Tokyo, Japan, April 30, 2026. Craif Inc., a bio-AI startup focused on early cancer detection, presented findings from a collaborative study on lung cancer at the AACR Annual Meeting 2026, held in San Diego, California. The study was conducted in collaboration with Associate Professor Yu Fujita of The Jikei University School of Medicine and Dr. Takashi Nojiri of Higashiosaka City Medical Center. The findings demonstrate that urinary microRNA analysis can detect early-stage lung cancer with high accuracy,without the need for blood draws or hospital visits,and that preoperative urine samples may help predict postoperative recurrence risk.
With the goal of developing a noninvasive testing system for lung cancer, the study focused on microRNAs contained in urinary exosomes. Small RNA sequencing analysis was performed on samples from 278 lung cancer patients and 213 non-cancer controls (491 total), and a diagnostic model for lung cancer identification was constructed using machine learning algorithms. In the independent test set, the model achieved a diagnostic accuracy (AUC) of 0.941 (95% CI: 0.899–0.983), with early-stage cancer (Stage 0/I) sensitivity of 88.2% (95% CI: 73.4–95.3%) and specificity of 87.0% (95% CI: 75.6–93.6%). Age-matching and multivariate analyses confirmed that results were unaffected by background factors including age, sex, BMI, and smoking history.
・Preoperative urine may predict postoperative recurrence risk:
In 76 patients with surgically resected Stage I–II lung cancer, a Cox regression model was developed using preoperative urinary microRNA expression data. yielding a prognostic panel comprising three microRNAs: hsa-miR-181a-5p, hsa-miR-185-5p, and hsa-miR-934. Significant stratification of recurrence-free survival was confirmed between high- and low-risk groups, with a hazard ratio of 8.3 (95% CI: 1.9–37.0) and a 3-year ROC AUC of 0.796. These findings support the potential to assess recurrence risk from preoperative urine samples.

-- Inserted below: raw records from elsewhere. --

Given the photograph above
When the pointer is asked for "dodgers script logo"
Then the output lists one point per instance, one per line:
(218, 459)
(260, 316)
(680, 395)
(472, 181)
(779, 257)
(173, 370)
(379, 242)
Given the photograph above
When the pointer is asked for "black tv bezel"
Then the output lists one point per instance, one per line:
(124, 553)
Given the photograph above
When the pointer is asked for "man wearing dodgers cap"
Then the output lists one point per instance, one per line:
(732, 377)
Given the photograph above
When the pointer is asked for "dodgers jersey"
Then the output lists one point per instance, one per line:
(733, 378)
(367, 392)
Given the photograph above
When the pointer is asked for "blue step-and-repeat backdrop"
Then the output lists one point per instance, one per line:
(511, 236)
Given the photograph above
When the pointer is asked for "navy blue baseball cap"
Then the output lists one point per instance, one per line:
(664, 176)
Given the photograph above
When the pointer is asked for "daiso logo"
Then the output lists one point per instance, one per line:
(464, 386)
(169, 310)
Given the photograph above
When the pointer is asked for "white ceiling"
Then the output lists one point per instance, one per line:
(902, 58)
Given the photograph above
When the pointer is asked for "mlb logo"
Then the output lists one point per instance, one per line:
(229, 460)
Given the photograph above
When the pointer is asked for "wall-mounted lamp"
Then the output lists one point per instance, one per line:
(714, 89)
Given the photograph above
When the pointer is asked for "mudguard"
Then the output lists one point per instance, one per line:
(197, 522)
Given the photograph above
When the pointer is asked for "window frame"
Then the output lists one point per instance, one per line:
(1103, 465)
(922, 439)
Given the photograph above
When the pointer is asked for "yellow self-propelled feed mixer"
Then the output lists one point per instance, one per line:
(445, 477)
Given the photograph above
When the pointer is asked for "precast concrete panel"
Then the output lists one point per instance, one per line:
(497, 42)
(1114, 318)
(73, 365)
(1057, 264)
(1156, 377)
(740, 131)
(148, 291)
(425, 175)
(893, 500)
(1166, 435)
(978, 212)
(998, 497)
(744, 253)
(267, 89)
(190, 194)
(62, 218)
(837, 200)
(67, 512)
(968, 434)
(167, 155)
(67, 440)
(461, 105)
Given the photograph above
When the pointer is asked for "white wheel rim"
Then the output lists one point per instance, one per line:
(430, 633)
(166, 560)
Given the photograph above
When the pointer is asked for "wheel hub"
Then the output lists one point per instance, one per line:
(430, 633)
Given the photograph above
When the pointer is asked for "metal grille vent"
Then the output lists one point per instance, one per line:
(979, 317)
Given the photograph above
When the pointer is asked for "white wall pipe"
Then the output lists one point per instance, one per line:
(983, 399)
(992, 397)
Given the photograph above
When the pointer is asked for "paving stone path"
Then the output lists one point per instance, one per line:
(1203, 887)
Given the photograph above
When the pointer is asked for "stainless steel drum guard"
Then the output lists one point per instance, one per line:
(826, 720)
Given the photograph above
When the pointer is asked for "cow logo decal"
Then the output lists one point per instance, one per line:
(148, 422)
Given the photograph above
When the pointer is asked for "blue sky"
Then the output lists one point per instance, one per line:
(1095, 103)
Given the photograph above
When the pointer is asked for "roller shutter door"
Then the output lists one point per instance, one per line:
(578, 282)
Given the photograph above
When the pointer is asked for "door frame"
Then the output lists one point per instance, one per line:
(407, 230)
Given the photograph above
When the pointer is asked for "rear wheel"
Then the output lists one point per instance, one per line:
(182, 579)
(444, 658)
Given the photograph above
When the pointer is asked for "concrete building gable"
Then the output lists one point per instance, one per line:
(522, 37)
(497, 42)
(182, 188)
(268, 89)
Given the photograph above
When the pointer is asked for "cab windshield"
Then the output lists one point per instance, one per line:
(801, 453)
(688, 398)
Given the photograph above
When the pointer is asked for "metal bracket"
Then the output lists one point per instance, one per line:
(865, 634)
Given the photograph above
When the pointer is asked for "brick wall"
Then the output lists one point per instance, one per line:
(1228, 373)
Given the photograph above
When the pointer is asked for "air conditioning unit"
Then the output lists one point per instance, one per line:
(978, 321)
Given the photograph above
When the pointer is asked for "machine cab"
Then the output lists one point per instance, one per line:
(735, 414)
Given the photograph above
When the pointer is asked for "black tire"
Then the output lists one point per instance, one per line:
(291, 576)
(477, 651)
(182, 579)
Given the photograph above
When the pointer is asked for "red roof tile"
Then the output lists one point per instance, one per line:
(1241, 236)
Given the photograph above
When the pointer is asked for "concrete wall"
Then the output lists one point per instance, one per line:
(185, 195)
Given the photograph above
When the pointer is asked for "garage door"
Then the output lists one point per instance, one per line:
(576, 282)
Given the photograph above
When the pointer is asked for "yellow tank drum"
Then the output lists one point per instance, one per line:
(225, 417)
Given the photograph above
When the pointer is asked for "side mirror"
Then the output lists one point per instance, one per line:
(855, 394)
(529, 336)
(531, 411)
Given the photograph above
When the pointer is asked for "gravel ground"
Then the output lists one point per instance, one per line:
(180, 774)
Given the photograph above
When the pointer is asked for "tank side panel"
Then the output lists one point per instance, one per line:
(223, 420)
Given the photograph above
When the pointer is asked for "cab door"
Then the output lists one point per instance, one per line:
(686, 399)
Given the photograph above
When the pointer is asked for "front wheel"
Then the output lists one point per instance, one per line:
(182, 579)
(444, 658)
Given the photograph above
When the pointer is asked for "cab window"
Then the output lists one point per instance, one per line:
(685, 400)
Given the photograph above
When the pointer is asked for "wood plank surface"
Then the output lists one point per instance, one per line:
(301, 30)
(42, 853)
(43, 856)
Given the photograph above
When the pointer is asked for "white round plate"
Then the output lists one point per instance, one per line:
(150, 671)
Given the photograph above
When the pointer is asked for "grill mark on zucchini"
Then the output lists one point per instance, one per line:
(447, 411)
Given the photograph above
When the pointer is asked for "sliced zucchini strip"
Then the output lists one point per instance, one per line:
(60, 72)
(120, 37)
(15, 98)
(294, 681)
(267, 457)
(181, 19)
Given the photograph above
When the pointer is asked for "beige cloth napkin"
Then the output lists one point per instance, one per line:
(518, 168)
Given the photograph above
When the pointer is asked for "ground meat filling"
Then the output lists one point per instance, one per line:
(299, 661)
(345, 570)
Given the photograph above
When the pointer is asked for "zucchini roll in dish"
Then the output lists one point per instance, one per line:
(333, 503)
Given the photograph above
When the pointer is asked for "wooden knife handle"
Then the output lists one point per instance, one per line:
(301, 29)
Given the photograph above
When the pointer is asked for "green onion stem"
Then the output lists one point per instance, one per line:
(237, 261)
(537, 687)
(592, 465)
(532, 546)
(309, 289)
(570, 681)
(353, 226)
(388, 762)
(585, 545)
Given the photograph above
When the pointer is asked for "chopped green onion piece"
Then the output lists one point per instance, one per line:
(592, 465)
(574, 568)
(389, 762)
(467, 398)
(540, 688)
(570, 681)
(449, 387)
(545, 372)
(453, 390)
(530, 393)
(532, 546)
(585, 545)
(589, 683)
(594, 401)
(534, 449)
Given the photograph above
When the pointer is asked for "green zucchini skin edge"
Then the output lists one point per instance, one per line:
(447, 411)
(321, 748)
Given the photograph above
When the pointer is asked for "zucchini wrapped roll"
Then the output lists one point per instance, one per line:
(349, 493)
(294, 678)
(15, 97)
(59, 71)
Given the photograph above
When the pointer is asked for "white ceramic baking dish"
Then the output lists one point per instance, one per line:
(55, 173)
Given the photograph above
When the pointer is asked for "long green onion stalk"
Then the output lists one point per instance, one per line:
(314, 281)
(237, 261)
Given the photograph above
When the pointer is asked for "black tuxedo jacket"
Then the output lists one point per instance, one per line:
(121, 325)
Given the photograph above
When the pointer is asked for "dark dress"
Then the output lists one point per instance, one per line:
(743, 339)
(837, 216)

This multicenter case-control study analyzed urine samples collected from four institutions in Japan. Urinary extracellular vesicle (EV)-derived microRNAs from 278 patients with lung cancer and 213 non-cancer controls were analyzed using small RNA sequencing and machine learning to develop and validate an early detection model. A prognostic microRNA panel was also developed using preoperative urinary microRNA expression data, demonstrating the ability to stratify recurrence risk. These findings support a single-assay approach, — the possibility of achieving both early lung cancer detection and recurrence risk assessment through a single urine collection, without blood draws or hospital visits.